Nas décadas de 1980 e 1990, a teledramaturgia da Rede Globo exercia uma influência avassaladora sobre a sociedade brasileira. As novelas da emissora carioca ditavam ritmos, costumes e até mesmo opiniões, tornando-se o principal parâmetro social da época. Essas produções, em sua grande maioria, ambientadas no eixo Rio-São Paulo e estreladas por um elenco que frequentemente se repetia, exploravam tramas que, em essência, seguiam um padrão: intrigas familiares, disputas por poder e herança, traições amorosas e os clássicos conflitos de ego da alta sociedade.

Não existia outra fonte de referência social tão poderosa. O que acontecia nas novelas era invariavelmente tema de conversas em bares, praças e nos mais diversos círculos sociais, desde as residências da elite até os lares mais humildes. Os personagens, mesmo aqueles retratados como pobres, eram impecavelmente vestidos e exibiam penteados sempre arrumados, reforçando estereótipos que se repetiam de produção em produção. O pobre caricato e o rico arquetípico eram figuras constantes no imaginário da televisão.

As pessoas consumiam essas narrativas e as tomavam como referência, moldando, de certa forma, seus desejos e expectativas. Apesar da evidente fantasia presente em muitos aspectos, as novelas contavam com uma certa coerência editorial, influenciada pelas instituições estatais e religiosas, especialmente a Igreja Católica. Isso impunha limites ao absurdo, evitando desgastes maiores, embora o olhar atento ao IBOPE nunca fosse negligenciado. Afinal, a audiência era o motor que impulsionava a receita através da publicidade.
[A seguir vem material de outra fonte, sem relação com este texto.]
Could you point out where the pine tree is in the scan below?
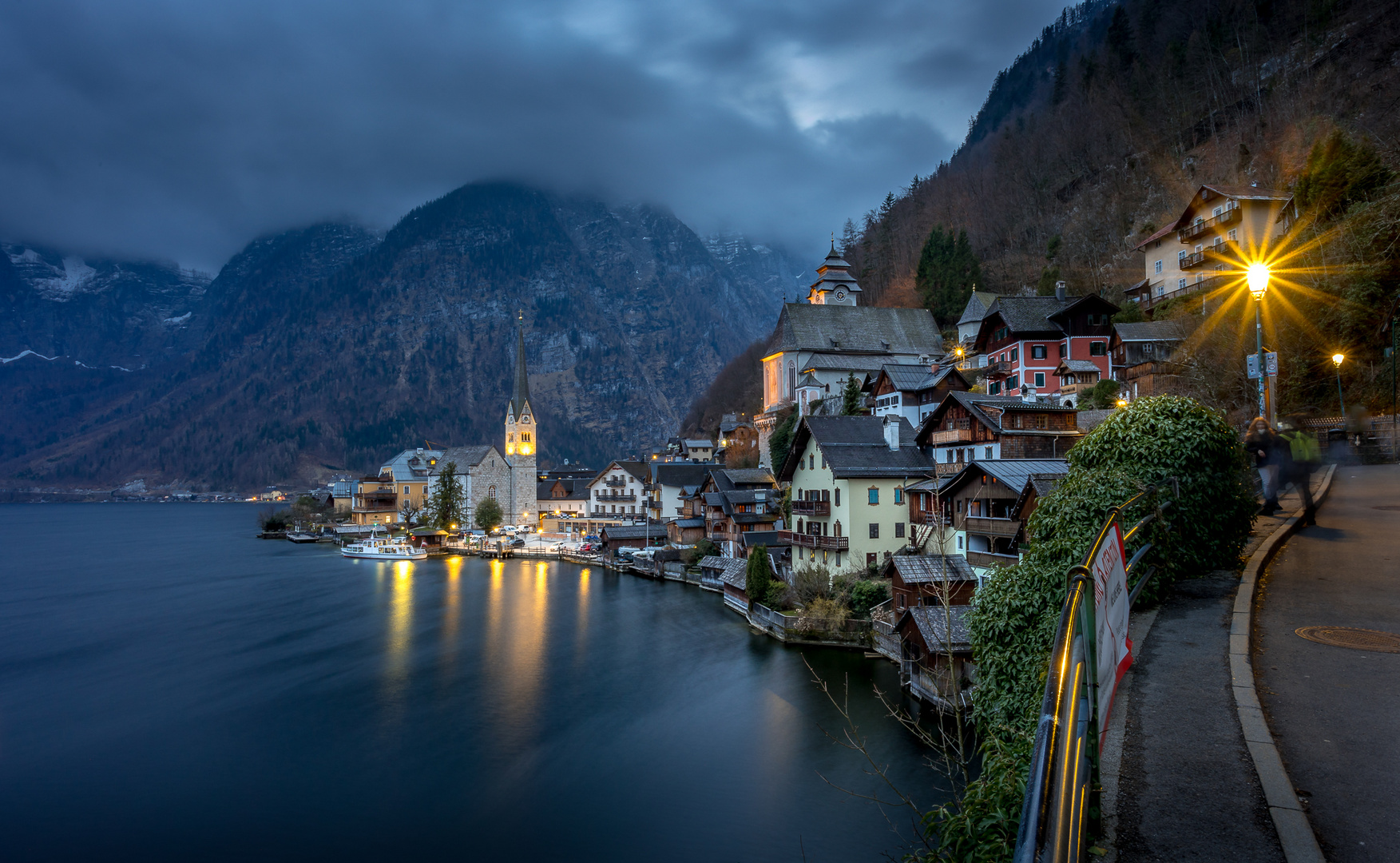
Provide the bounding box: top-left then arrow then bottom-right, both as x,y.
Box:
914,225 -> 982,324
842,372 -> 865,416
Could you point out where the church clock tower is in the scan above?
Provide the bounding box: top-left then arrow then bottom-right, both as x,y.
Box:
502,314 -> 539,527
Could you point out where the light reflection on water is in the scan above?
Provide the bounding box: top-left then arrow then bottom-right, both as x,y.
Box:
0,504 -> 938,863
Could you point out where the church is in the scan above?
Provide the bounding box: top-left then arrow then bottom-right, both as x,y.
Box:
375,320 -> 539,527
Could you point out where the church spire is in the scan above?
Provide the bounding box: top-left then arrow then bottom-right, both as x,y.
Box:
511,311 -> 529,417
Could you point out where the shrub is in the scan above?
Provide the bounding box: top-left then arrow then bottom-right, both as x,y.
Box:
744,545 -> 785,605
851,580 -> 889,619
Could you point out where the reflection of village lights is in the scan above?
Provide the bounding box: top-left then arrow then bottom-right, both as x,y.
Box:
1244,260 -> 1268,301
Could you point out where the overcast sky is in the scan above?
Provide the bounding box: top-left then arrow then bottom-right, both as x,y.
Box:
0,0 -> 1064,270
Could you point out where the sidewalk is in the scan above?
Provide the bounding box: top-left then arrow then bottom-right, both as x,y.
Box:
1253,465 -> 1400,863
1105,475 -> 1327,863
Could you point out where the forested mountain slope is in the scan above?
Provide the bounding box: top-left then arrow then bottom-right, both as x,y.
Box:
0,184 -> 791,487
846,0 -> 1400,316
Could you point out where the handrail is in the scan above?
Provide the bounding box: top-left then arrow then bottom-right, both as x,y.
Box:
1012,479 -> 1180,863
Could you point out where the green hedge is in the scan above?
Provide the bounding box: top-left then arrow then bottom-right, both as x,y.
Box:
926,396 -> 1257,861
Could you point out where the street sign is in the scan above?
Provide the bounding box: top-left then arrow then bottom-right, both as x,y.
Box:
1244,352 -> 1278,381
1089,521 -> 1132,746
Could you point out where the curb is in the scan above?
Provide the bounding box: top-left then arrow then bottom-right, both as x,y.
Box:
1229,465 -> 1337,863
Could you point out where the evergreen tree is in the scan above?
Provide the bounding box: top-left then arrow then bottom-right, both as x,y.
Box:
476,497 -> 502,534
744,545 -> 773,603
914,225 -> 982,324
842,372 -> 865,416
422,461 -> 466,531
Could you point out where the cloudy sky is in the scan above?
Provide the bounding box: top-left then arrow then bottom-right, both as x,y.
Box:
0,0 -> 1064,270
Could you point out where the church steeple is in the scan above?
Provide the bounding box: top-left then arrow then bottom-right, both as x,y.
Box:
511,312 -> 529,419
506,312 -> 539,468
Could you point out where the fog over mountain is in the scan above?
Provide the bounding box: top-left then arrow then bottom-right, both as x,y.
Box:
0,0 -> 1061,272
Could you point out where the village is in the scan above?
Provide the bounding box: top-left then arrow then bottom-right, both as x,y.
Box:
252,185 -> 1388,710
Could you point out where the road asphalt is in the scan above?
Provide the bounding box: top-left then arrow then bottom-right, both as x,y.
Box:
1259,465 -> 1400,863
1113,475 -> 1330,863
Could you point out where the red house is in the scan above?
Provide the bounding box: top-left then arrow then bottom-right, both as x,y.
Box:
974,283 -> 1119,395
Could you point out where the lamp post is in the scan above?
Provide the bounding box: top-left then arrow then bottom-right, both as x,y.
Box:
1244,264 -> 1268,416
1331,353 -> 1346,420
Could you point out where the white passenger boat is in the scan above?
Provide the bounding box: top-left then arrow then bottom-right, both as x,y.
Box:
340,536 -> 428,560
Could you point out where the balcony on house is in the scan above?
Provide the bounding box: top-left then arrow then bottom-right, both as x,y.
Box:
779,531 -> 851,552
966,551 -> 1021,566
962,515 -> 1021,536
1176,206 -> 1239,242
792,500 -> 831,515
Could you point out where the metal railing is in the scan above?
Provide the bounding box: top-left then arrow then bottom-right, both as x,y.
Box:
1012,479 -> 1179,863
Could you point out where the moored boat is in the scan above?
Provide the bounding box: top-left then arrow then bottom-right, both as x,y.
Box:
340,536 -> 428,560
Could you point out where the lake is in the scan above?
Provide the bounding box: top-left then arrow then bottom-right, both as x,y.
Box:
0,504 -> 942,863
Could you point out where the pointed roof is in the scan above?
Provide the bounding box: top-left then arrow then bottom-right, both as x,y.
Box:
811,240 -> 861,294
511,320 -> 529,416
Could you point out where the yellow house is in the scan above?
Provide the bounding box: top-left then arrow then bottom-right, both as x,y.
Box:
779,415 -> 934,571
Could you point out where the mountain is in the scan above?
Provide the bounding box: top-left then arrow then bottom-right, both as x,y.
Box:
0,182 -> 791,489
846,0 -> 1400,315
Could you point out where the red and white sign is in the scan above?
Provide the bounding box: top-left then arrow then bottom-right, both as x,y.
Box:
1089,523 -> 1132,748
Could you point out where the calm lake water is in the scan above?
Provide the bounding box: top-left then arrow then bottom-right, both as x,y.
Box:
0,504 -> 939,863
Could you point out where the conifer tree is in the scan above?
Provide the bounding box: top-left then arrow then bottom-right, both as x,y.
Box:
914,225 -> 982,324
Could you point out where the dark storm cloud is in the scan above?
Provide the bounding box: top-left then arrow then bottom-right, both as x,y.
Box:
0,0 -> 1058,268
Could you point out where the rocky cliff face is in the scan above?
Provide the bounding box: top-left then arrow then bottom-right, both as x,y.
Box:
0,184 -> 792,487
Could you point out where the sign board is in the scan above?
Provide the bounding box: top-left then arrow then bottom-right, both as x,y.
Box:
1244,352 -> 1278,381
1089,521 -> 1132,746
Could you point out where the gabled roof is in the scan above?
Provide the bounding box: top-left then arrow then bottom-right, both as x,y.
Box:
939,458 -> 1069,496
779,416 -> 932,482
885,555 -> 978,584
1054,360 -> 1103,374
915,392 -> 1075,447
958,290 -> 998,327
896,605 -> 972,653
1113,320 -> 1186,342
764,303 -> 944,356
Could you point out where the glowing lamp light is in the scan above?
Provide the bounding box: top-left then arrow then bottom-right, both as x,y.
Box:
1244,264 -> 1268,300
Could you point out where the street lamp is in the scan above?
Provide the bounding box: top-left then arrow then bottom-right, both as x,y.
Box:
1331,353 -> 1346,419
1244,262 -> 1268,416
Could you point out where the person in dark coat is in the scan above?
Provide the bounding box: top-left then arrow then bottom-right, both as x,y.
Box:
1278,417 -> 1322,524
1244,416 -> 1287,515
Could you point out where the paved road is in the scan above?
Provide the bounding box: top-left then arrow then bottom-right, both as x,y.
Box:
1259,465 -> 1400,863
1117,571 -> 1284,863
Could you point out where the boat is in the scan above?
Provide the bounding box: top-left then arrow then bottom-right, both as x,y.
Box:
340,536 -> 428,560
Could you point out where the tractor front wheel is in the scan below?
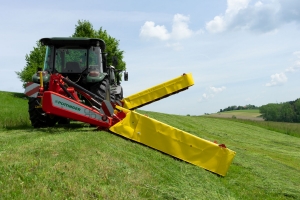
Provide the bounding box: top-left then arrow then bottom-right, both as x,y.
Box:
28,97 -> 57,128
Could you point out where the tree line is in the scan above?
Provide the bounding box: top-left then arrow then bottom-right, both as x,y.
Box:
220,104 -> 259,112
259,99 -> 300,123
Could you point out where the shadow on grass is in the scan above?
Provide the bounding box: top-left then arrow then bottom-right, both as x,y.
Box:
2,122 -> 97,134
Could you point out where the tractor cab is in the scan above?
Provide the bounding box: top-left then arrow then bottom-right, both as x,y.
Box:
40,38 -> 107,84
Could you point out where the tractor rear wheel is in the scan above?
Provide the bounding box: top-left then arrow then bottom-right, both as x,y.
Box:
115,88 -> 123,101
28,97 -> 57,128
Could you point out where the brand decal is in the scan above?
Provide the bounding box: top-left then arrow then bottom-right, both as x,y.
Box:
55,100 -> 81,111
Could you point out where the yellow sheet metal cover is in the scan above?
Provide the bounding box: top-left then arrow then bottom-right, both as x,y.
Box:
122,73 -> 194,110
110,108 -> 235,176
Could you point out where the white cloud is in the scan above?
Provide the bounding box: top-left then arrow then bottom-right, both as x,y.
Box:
171,14 -> 193,40
209,86 -> 226,93
199,86 -> 226,102
206,0 -> 300,33
140,21 -> 170,40
226,0 -> 250,13
266,72 -> 288,87
285,51 -> 300,72
166,42 -> 183,51
140,14 -> 202,40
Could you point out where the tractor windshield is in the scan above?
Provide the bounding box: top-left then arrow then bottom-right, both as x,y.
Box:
54,47 -> 87,73
44,46 -> 103,73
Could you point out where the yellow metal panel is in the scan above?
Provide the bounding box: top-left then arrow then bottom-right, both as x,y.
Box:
110,107 -> 235,176
122,73 -> 194,110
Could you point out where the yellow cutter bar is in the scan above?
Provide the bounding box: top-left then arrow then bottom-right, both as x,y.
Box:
109,106 -> 235,176
122,73 -> 194,110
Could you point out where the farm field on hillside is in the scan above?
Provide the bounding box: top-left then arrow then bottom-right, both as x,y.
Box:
209,110 -> 264,121
0,94 -> 300,199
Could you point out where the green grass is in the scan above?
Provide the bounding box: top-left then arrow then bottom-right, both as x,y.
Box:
0,94 -> 300,199
0,91 -> 30,127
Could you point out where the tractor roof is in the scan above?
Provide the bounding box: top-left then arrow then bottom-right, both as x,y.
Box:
40,37 -> 105,51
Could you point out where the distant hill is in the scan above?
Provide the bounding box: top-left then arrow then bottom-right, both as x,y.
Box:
208,109 -> 264,121
0,92 -> 300,200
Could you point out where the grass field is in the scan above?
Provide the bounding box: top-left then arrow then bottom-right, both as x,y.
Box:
0,92 -> 300,199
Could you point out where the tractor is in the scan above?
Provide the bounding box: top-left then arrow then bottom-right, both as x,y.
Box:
25,38 -> 235,176
28,37 -> 128,128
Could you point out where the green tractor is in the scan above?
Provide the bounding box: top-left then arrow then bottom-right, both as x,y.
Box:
28,37 -> 128,128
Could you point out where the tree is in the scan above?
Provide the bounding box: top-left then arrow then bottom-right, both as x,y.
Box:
16,41 -> 46,87
16,20 -> 126,87
72,20 -> 126,70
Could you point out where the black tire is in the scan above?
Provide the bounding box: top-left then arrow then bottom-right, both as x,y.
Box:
115,87 -> 123,101
28,97 -> 57,128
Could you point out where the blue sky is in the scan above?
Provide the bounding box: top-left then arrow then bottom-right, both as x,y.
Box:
0,0 -> 300,115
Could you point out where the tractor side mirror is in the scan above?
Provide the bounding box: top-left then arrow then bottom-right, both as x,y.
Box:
124,72 -> 128,81
112,56 -> 119,67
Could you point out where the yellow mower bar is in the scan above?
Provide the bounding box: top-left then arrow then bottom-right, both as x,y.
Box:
109,106 -> 235,176
122,73 -> 194,110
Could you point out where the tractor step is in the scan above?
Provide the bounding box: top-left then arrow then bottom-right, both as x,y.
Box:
122,73 -> 194,110
109,106 -> 235,176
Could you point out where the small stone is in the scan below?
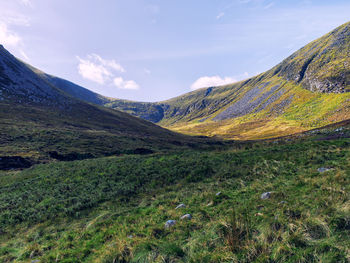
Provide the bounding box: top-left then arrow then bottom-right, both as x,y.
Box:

Mas o que, em sua essência, mudou de lá para cá? A resposta reside em um ponto crucial: o filtro editorial. Os influenciadores digitais de hoje personificam os protagonistas das “novelas” da vida real, ou de uma versão altamente editada dela. Suas fotos e vídeos instagramáveis buscam incessantemente likes e cliques, que nada mais são do que os pontos de audiência do antigo IBOPE, essenciais para engajar seguidores e, consequentemente, vender produtos e serviços.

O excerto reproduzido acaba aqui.